Let’s begin with some of the main characters in The Cause Housing projects of New York City, 1969: Sportscoat, Hot Sausage, Pudgy Fingers; and on the female side Sister Gee, Izi (who has been trying to get her ex-husband arrested for 22 years), and Bum-Bum. There are also Italians running illegal goods on the nearby Brooklyn docks (The Elephant), Irish cops, and Puerto Rican hotheads, but most of the story revolves around Sportscoat, a happy-go-lucky, lifelong drunk, now entering his eighth decade of life.

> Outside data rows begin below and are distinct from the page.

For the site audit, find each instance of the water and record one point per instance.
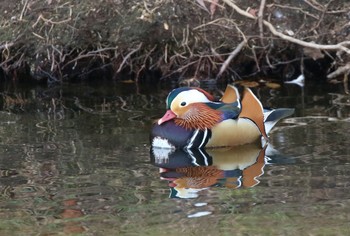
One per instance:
(75, 160)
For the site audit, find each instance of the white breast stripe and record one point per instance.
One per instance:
(204, 138)
(205, 157)
(194, 159)
(192, 139)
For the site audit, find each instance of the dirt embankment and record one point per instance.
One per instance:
(55, 41)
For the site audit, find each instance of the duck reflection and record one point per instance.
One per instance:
(190, 171)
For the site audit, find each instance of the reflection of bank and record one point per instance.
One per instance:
(191, 171)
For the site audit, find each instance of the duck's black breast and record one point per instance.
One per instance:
(170, 135)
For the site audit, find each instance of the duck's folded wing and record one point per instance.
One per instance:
(228, 110)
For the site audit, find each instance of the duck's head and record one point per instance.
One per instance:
(188, 107)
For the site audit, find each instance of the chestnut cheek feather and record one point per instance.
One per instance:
(169, 115)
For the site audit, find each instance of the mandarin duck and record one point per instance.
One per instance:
(194, 119)
(190, 171)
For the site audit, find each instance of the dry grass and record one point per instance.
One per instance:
(58, 40)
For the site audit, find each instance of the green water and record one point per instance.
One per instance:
(75, 160)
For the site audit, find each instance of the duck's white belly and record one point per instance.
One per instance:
(234, 132)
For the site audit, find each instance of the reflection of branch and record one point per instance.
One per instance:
(260, 20)
(339, 46)
(341, 70)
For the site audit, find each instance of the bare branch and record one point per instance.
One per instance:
(340, 46)
(233, 54)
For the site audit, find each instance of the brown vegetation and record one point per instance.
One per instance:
(214, 39)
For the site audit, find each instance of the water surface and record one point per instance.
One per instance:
(75, 159)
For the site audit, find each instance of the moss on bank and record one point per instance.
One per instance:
(55, 41)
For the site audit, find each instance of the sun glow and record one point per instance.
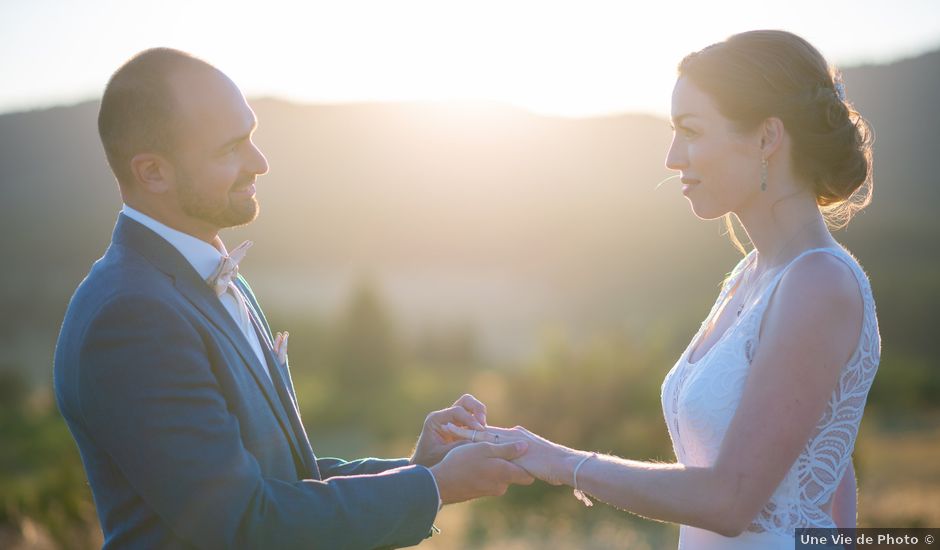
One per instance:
(562, 58)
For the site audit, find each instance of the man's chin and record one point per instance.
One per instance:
(245, 214)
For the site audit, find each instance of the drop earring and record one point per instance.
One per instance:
(763, 174)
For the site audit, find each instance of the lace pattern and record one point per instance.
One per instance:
(700, 399)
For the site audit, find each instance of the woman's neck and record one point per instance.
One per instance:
(783, 230)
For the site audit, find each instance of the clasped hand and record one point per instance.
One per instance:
(543, 459)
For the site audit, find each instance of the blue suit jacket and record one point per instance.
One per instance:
(187, 442)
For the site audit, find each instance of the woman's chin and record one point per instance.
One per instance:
(703, 212)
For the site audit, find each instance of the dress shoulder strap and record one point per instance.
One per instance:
(761, 303)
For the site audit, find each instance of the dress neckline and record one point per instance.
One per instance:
(697, 339)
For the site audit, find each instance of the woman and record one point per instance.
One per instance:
(763, 406)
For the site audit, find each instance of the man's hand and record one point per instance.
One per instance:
(545, 460)
(435, 441)
(480, 469)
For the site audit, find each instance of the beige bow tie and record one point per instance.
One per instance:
(228, 268)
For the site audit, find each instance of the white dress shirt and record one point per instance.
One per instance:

We see a lot of the projects by eavesdropping on long-winded, seemingly aimless conversations between Sportscoat and Hot Sausage while they sip homemade, 100-proof (at least) King Kong. It’s concocted in the boiler room of one of the apartment buildings. First you make the King, that’s the easy part. Then you make the Kong.

While there is plenty of humor and some of the best insults I’ve ever heard, looking back at 1969 New York we can see how blind we were to systemic racism. The projects were traps for Blacks escaping the Jim Crow south only to encounter less overt, but equally pervasive racism in the north. Jobs are scarce, schools are terrible, the housing authority is unresponsive, and upward mobility, aside from taking a gamble in the illegal drug trade (about to be shut off as an avenue to wealth by the burgeoning pipeline of Black men headed to jail), is nonexistant.

Five Ends Baptist Church is a community centerpiece, but it is Sportscoat, an aging drunk, who garners most of our respect and admiration. Sportscoat ignores his own well-being in service to the lives of others, and whenever he can, he inevitably does the right thing. He’s a hero.